2022-02-10 23:51:28 6 [Warning] mysqld: Retry in 60 secs. Message reprinted in 600 secs

As it will keep retrying the binlog writing, it suppose to recover after releasing some storage or adding more storage.

However in this condition, if the stuck session is killed by the client, the binlog writing will break and couldn't recover.

After the binlog corrupted:

new insert query will fail with errors of errno: 11 "Resource temporarily unavailable")

MariaDB [(none)]> INSERT INTO t.t1 VALUES (1, 'aaaaaaaaaaaaaaaaaaaaaaaaaaaaaaaaaaaaaaaaaaaaaaaaaaaaaaaaaaaaaaaaaaaaaaaaaaaaaaaaaaaaaaaaaaa');

2022-02-10 23:55:46 11 [ERROR] mysqld: Error writing file '/data/log/binlog/mysql-bin-changelog' (errno: 11 "Resource temporarily unavailable")
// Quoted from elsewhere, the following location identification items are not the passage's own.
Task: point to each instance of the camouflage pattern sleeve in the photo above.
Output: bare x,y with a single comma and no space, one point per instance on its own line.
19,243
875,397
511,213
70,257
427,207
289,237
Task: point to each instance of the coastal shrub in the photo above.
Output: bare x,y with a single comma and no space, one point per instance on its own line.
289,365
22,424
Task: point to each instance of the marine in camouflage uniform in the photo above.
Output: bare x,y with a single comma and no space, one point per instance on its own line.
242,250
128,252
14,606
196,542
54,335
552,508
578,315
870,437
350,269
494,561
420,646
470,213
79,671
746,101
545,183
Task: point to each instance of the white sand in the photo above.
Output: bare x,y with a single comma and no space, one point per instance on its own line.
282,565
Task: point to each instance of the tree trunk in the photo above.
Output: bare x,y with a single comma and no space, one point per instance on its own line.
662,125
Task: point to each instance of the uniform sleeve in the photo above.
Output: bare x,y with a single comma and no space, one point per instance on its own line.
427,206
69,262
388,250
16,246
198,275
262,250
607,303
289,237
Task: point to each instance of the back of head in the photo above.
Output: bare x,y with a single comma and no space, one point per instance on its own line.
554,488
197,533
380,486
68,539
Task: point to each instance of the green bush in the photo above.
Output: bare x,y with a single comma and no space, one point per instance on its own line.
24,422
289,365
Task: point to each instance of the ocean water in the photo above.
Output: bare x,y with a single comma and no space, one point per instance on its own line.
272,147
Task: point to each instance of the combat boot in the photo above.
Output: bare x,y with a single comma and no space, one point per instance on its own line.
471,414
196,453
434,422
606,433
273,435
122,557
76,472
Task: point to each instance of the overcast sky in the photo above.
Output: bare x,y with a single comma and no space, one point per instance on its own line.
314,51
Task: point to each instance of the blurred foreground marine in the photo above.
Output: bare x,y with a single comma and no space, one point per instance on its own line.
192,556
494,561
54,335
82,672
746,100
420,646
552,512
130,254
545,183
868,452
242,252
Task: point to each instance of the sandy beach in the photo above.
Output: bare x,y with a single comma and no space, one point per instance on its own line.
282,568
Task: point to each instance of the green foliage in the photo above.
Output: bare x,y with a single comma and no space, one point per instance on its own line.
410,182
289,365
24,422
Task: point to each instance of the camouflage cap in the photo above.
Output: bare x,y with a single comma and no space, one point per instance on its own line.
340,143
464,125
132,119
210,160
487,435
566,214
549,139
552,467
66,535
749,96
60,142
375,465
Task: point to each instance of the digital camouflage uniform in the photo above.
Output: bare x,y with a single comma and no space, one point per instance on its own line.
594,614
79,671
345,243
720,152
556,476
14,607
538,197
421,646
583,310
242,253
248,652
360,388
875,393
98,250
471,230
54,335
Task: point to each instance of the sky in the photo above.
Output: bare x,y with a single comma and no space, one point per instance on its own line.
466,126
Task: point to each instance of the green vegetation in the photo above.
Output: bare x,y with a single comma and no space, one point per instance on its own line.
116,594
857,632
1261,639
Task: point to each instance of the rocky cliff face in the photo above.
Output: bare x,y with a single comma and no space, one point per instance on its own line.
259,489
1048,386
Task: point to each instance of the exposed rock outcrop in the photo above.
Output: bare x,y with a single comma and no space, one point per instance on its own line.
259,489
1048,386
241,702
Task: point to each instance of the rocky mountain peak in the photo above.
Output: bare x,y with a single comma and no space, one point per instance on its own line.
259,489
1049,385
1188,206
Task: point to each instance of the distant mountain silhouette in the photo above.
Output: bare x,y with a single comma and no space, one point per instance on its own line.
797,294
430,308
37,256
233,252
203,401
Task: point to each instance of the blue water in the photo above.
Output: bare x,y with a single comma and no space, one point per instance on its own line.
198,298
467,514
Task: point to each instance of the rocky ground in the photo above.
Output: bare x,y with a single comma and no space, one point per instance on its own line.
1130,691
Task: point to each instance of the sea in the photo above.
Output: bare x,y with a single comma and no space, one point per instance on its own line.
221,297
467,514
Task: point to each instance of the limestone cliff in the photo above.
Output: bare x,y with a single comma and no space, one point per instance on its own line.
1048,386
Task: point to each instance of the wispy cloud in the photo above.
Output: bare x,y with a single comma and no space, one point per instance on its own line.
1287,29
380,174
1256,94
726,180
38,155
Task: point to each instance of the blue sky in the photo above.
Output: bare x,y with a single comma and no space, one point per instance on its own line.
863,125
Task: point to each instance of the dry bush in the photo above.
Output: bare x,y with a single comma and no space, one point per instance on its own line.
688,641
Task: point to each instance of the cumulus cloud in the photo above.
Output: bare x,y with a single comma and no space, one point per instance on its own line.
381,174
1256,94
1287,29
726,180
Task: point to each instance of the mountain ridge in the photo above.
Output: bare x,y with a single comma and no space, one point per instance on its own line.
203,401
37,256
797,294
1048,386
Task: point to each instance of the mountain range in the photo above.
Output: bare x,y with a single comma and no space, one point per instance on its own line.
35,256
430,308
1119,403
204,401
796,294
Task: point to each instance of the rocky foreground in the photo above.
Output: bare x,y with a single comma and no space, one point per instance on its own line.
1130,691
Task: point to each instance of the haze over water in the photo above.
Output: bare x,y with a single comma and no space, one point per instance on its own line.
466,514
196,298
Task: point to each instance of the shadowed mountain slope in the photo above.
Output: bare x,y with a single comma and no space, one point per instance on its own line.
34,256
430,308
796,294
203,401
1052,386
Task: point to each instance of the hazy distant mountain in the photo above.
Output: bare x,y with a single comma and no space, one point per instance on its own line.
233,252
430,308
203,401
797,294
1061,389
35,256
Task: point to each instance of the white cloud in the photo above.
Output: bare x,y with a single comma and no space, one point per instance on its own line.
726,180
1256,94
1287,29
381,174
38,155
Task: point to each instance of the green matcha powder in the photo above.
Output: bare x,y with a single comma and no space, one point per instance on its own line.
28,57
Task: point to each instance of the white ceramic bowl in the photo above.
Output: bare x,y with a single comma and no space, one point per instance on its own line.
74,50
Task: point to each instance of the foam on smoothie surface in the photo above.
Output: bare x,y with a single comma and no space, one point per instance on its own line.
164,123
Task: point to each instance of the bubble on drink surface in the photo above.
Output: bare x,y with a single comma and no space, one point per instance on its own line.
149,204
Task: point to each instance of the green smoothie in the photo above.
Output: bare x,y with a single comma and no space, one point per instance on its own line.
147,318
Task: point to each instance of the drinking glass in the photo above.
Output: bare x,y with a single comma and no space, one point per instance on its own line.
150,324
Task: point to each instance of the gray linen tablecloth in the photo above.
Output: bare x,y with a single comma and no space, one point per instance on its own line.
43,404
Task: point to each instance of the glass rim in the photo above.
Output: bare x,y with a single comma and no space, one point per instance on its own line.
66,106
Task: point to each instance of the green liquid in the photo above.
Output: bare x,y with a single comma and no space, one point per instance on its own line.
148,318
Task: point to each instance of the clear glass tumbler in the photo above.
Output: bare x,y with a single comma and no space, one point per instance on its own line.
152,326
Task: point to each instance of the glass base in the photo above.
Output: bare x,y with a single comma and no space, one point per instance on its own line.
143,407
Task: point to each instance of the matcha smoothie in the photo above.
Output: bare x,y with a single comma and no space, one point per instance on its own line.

Using mysqlbinlog to parse the problematic binlog file will fail with following error:

# /usr/local/mysql/bin/mysqlbinlog /data/log/binlog/mysql-bin-changelog.000001 > /tmp/0001

ERROR: Error in Log_event::read_log_event(): 'Event truncated', data_len: 673207109, event_type: 32

The only way to recovery in this scenario is to restart MariaDB server. However it left the problematic binlog and it can't be replayed. If there're replicas, replication will also fail because of it:

Last_IO_Error: Relay log write failure: could not queue event from master

How to reproduce:

The issue can be reproduced with following steps, using source code https://github.com/MariaDB/server/tree/mariadb-10.6.5/, and building/installing on AWS EC2 instance.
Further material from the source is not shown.